4. A postura face à Comunicação Social era, no mínimo original. Por um lado, uma clara reordenação de tudo o que o Estado podia influenciar como se a imagem fosse o essencial, e o trabalho algo secundário. Por outro lado o Primeiro Ministro mostrava uma incontinência inimaginável de declarações, preocupado com coisas menores, respondendo a tudo e a todos. Um estilo que não podia trazer nenhuma serenidade ou rumo ao país;

5. Santana ia perdendo a credibilidade, essencial ao cargo, em cada proposta que fazia. Importava mostrar trabalho, mesmo antes de estudar o problema. As taxas diferenciadoras nos hospitais, os professores a assessores jurídicos, as baixas de impostos diárias eram cada vez mais motivo de chacota e desrespeito generalizado. Quem é que ainda o levava a sério? Se juntarmos a isso o estilo quezilento de quem parece estar a lutar com o mundo e só tem inimigos em todo o lado chegamos à triste conclusão que o clima era de guerra, e na guerra tudo valia;

6. Fala-se de reformas corajosas e que havia um rumo para Portugal. Nada mais falso! A Reforma das SCUT era um logro envenenada pelas indemnizações e pela interminável lista de excepções a moradores, empresas e afins. A Lei das Rendas não era mais que uma proposta menos corajosa do que a que Guterres chegou a aprovar e que nunca foi aplicada por Durão ter prometido subida de rendas sem obras dos senhorios, ainda por cima feita sem prever uma almofada Estatal suficiente para evitar um drama social. A grande Reforma Fiscal era o que se via, com recuos como na Zona Franca da Madeira e constantes desvirtuações à proposta original. A baixa do IRS era uma incongruência total até porque não tinha resultados nem para os contribuintes nem para o Estado, limitava-se a lançar sinais contraditórios na economia. Todos os dias havia a necessidade de Santana falar em baixa de impostos, em ser popular e admirado, e daí resultou até uma Conversa em Família Marcelista onde prometia tudo a todos. O impacto real dessa descida era prontamente desmentido pelo próprio Ministro das Finanças só servindo para lançar a confusão na já desorientada sociedade civil;

7. Na economia tanto falava-se de rigor como de fim do rigor. A credibilidade externa diminuia tornando Portugal num país com taxas de juro menos favoráveis na concessão de crédito, tal era o risco associado ao desnorte das políticas económicas. A economia voltava a cair no terceiro trimestre não havendo nem uma política de emprego nem planos para a retoma industrial. Em 2005 já se previa um défice de 4 a 5% (sem medidas extraordinárias) e que Portugal vai ser das 20 economias do mundo que menos vai crescer. Já ninguém percebia se o consumo era a aposta para o crescimento da economia, se eram as exportações ou se simplesmente o crescimento ia ser importado do exterior através de generosas ofertas de mecenas rendidos ao visionário e carismático Santana;

8. O próprio Santana, como depois se veio a descobrir, ponderou várias vezes a demissão sentindo que já não tinha margem de manobra. O seu derradeiro suicídio deu-se quando desesperado, em pleno acto oficial, comparou-se a um bébe numa incubadora que só recebia estaladas e pontapés dos irmãos mais velhos. A sua continuidade ia revelar um animal ferido, sedento de sangue e guerra, que se alimenta dos inimigos que faz questão de criar em todo o lado! Santana Lopes é quezilento, demagógico e populista! É a sua natureza que aliada à falta de legitimidade não criou um perigoso precedente mas uma situação perfeitamente irrepetível na nossa Democracia.

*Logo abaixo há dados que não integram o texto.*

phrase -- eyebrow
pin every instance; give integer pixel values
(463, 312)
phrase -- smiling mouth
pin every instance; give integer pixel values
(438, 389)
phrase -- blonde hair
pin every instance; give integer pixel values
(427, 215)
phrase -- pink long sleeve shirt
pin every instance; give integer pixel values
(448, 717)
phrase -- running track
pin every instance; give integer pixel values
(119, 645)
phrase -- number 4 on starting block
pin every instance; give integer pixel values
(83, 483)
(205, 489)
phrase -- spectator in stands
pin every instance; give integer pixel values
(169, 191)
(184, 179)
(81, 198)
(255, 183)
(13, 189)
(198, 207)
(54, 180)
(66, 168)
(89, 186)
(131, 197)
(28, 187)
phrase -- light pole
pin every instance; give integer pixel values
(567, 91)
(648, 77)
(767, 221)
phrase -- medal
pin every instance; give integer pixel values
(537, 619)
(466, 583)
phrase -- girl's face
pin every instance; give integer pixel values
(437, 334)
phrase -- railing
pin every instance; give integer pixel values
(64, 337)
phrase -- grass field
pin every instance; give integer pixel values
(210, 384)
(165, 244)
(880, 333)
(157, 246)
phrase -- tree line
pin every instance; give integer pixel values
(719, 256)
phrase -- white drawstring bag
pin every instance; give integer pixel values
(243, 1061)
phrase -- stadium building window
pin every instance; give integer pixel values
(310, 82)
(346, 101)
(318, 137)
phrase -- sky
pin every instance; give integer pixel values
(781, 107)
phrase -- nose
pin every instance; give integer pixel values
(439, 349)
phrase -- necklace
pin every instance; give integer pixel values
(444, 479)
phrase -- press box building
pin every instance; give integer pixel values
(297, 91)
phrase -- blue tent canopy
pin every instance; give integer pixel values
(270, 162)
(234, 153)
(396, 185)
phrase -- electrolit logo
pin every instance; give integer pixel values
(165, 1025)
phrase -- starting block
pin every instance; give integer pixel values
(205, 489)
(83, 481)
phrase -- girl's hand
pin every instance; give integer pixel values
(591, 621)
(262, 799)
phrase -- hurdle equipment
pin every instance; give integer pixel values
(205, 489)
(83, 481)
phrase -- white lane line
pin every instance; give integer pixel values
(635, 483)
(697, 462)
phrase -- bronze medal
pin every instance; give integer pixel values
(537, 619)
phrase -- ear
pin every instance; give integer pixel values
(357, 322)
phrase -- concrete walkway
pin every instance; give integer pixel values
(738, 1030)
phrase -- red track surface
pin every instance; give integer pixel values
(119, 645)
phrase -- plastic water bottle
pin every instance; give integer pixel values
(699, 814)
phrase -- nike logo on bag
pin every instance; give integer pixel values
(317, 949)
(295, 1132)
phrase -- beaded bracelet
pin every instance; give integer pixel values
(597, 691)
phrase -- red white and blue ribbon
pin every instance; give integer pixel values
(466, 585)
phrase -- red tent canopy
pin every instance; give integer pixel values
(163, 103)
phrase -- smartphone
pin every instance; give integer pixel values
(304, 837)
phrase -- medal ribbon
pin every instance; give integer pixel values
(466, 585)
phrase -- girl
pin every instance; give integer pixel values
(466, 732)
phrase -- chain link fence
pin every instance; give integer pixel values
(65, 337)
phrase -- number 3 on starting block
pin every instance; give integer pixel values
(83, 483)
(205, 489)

Despreocupem-se aqueles que pensam que depois disto qualquer Presidente pode dissolver maiorias. O contexto era tão grave que só pessoas de memória curta e má fé podem defender o contrário. Não tentem reescrever o passado pintando-o das cores do arco íris porque é hora de revoltarmo-nos contra a pobreza de ideias, a falta de seriedade e a incompetência galopante. Se Santana voltar a ganhar aí sim terá toda a legitimidade para ser o que é, para ser populista, demagógico e incompetente, porque essa será a decisão soberana dos portugueses. Até lá ninguém autorizou seja quem fôr a brincar às vaidades pessoais nos cargos que gerem os nossos destinos, por isso nada mais simples que defender esta dissolução como algo natural, que não cria nenhum perigo ao nosso Semi Presidencialismo, só o reforça....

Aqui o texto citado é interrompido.